I’ll be honest, this book took me weeks to finish. I’m a speed-reader. It took me weeks. But, seriously, this is not a bad thing in any way.

“In a Different Key” reads similar to books you can find in anthropology courses-meticulous in the retelling of history in a very personable way. It opens with the first boy diagnosed here in America and goes down the timeline (and across the ocean a few times) of all the superstars in the field (as well as at least one villain).

A truth becomes very obvious early on, that the parents who love their children were the driving force behind the social changes we have. And that is amazing.

This book keeps chugging along, documenting the break-throughs and pitfalls of Autism research and social change, right up to present day. It closes there, with the most meaningful message I have ever seen in any ASD book: that there are no “odd men out”. Autism, as of right now, is considered a spectrum. And those on either end are going to have radically different experiences, but it is up to us as a society to embrace and support whatever that reality is for them.
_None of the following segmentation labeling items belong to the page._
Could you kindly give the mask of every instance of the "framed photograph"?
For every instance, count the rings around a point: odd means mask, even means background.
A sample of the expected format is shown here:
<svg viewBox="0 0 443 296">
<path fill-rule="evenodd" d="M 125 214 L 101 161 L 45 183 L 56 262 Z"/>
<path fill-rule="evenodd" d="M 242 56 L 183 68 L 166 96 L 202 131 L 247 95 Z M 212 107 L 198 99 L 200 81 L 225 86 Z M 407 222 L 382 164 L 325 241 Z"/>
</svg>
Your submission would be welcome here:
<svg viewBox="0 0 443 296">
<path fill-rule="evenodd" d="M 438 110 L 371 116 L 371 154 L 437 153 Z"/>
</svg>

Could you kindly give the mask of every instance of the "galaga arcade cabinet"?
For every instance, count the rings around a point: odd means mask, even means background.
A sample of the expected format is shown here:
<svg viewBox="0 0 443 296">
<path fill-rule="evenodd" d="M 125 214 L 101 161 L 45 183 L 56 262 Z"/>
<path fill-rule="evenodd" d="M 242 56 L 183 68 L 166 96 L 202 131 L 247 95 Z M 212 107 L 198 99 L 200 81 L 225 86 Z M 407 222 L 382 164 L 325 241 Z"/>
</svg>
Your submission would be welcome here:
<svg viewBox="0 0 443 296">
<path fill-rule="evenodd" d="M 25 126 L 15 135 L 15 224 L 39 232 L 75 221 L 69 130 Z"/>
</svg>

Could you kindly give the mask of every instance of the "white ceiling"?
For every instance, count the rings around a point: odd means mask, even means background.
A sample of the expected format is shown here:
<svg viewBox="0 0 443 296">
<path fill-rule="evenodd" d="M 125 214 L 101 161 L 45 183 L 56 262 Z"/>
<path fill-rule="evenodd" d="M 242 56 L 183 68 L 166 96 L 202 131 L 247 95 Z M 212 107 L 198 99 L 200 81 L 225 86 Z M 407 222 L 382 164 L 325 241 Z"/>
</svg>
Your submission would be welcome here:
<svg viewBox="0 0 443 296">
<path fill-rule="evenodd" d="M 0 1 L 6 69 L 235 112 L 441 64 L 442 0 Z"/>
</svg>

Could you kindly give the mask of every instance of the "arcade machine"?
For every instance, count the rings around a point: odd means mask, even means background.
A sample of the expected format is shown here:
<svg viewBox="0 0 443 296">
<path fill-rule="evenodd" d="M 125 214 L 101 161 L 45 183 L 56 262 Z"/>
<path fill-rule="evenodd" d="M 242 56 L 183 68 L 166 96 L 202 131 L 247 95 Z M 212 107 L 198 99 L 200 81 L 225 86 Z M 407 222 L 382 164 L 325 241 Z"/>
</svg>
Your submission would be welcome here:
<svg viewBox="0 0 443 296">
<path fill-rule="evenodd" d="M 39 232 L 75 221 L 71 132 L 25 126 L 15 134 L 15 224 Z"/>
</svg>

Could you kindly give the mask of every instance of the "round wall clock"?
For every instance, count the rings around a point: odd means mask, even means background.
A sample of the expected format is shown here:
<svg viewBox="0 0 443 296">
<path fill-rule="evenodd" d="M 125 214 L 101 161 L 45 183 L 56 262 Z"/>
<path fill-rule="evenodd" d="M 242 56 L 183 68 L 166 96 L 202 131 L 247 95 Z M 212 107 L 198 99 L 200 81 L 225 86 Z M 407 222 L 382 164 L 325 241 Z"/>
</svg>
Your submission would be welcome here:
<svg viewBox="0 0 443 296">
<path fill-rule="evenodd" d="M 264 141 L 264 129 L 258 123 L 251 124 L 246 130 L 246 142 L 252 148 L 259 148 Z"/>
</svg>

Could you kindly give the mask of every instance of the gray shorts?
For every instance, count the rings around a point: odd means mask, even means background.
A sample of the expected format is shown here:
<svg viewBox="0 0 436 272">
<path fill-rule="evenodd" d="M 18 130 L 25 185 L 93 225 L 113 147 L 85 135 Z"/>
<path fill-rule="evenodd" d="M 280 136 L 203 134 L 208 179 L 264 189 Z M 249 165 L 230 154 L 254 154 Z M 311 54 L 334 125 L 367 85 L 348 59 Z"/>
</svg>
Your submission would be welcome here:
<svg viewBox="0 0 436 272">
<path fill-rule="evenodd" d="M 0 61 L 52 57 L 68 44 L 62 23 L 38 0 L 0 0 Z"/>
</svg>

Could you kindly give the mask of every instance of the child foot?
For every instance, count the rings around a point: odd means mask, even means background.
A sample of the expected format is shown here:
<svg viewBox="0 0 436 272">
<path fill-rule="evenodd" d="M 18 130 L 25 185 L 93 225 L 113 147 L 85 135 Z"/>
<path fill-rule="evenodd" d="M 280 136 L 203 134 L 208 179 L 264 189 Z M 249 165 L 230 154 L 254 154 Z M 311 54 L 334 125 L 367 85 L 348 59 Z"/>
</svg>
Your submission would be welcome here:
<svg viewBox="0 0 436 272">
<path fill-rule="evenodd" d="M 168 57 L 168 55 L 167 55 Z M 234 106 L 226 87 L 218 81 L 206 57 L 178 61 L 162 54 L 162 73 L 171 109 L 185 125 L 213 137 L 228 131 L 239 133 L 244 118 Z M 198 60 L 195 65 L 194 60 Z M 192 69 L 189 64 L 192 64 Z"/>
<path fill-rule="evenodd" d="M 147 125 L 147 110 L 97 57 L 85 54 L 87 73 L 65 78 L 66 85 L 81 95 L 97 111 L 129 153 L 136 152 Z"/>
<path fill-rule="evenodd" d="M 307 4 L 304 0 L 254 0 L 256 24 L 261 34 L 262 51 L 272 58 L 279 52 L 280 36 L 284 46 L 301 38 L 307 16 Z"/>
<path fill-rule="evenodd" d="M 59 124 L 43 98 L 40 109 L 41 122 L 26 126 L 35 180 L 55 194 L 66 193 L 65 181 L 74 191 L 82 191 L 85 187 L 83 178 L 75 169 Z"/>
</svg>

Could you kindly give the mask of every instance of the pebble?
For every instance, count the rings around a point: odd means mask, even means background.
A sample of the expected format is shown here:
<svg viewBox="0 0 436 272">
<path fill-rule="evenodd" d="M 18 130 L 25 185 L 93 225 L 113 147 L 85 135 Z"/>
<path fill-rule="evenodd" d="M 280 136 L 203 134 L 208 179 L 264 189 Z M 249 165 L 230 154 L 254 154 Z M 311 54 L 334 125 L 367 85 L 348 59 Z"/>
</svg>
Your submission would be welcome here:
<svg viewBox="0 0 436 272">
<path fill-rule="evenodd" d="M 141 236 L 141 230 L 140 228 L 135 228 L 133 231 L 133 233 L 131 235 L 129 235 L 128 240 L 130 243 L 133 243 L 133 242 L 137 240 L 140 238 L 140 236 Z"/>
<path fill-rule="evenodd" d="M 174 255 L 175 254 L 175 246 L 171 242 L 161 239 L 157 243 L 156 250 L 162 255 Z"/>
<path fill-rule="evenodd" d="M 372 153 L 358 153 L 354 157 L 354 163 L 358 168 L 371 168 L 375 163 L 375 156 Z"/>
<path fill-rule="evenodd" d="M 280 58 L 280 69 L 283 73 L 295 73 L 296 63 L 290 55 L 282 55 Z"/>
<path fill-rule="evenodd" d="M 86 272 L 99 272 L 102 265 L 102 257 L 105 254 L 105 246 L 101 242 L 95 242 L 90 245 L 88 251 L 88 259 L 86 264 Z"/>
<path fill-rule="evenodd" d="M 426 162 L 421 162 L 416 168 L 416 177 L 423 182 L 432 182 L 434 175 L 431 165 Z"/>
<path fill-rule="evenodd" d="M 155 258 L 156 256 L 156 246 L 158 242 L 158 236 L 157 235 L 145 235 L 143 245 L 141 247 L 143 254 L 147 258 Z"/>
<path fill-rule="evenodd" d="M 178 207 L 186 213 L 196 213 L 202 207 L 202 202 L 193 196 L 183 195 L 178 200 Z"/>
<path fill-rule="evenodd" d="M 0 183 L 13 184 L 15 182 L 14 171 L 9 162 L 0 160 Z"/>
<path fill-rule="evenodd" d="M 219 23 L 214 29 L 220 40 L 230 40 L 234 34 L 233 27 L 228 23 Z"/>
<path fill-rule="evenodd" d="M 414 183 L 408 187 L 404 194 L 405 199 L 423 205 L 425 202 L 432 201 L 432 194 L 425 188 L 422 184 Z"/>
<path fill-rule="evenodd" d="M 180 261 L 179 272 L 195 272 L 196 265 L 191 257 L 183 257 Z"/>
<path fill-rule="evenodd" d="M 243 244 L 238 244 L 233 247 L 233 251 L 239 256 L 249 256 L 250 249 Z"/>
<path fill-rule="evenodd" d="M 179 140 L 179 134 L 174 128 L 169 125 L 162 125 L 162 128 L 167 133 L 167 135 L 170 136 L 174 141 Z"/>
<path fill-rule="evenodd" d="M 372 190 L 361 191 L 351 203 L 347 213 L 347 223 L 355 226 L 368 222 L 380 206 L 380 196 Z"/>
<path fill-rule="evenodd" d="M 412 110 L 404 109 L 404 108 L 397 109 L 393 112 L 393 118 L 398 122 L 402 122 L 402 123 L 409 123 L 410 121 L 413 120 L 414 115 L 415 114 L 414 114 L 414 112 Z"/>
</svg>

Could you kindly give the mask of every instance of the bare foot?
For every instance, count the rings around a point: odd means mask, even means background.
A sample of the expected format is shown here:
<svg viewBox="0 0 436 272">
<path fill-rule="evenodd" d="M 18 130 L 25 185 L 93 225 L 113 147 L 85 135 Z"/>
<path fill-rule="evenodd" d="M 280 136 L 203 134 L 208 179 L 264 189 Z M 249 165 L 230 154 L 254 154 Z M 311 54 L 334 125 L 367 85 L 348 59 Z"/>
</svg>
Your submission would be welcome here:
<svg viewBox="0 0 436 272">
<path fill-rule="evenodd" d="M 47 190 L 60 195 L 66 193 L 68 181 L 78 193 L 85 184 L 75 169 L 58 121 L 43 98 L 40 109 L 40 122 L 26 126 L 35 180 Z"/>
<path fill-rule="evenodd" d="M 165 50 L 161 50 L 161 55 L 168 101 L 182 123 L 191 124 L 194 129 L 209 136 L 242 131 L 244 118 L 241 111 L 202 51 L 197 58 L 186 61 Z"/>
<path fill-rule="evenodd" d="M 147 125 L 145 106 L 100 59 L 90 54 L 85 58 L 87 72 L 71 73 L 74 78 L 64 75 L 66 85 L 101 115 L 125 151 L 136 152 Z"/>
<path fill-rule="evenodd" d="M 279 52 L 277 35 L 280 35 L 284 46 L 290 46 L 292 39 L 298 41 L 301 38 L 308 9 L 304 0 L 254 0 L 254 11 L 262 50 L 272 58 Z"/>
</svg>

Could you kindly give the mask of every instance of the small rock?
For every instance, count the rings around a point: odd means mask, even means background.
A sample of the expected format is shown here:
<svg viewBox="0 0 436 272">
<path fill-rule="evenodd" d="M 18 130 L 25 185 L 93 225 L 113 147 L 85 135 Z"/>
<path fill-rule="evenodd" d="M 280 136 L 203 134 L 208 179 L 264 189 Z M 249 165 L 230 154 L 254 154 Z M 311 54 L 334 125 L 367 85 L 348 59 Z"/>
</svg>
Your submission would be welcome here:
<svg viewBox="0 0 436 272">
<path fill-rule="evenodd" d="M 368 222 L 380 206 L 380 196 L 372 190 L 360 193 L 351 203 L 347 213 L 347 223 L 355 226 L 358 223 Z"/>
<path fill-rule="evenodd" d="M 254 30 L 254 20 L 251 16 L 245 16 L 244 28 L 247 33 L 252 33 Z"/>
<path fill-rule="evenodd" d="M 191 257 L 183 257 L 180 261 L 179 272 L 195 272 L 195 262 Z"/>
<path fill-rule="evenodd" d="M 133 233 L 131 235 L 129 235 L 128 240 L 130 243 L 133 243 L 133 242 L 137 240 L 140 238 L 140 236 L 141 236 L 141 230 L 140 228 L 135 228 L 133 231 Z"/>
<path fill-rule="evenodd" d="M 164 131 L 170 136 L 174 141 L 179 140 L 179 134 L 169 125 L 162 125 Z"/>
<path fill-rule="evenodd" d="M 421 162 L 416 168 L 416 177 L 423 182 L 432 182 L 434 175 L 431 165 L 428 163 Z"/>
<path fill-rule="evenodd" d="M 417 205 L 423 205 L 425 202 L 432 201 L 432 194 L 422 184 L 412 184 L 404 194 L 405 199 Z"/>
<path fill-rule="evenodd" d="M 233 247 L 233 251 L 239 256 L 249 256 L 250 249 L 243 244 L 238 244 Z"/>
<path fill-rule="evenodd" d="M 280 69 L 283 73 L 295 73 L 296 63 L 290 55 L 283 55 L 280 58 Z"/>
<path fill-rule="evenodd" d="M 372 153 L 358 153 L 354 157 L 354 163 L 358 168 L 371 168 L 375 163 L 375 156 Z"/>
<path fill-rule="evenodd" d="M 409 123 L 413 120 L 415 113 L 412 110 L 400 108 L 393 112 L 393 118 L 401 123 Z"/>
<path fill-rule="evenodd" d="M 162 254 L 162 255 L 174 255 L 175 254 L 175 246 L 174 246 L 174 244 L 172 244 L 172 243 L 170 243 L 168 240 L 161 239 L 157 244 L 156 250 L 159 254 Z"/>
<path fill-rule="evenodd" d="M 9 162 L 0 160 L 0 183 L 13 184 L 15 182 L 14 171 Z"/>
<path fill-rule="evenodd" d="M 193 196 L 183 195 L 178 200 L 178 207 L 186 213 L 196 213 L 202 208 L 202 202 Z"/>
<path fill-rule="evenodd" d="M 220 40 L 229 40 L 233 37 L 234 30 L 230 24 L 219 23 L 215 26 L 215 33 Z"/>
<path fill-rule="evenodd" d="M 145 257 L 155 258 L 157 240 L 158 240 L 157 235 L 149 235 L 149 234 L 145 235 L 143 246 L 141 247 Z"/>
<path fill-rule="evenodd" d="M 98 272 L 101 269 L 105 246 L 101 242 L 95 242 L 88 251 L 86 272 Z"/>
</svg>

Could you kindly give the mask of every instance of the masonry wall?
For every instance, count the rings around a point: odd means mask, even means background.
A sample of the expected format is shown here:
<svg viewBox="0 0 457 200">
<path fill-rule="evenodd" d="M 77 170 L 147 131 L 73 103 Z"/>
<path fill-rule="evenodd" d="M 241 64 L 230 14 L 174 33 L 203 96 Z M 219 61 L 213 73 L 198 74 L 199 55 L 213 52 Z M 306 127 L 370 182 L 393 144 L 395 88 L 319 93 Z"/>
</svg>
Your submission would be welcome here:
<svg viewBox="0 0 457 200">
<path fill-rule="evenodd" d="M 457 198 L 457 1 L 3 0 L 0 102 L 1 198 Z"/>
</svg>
I was happy with this book. I myself am the parent of wonderful children with autism. Never once was the wording offensive, or dehumanizing. That was really important to me. I won’t finish a book that I feel like would upset them if they came across it. And there are plenty of those.

This does read a bit like a textbook, but it’s a glowingly warm one, sectioned off with very fascinating stories in every single chapter. And so worth the read if you are in any way interested or impacted by any form of autism.  Get it, along with some Temple Grandin books.

*I received this book from Blogging for Books for this review.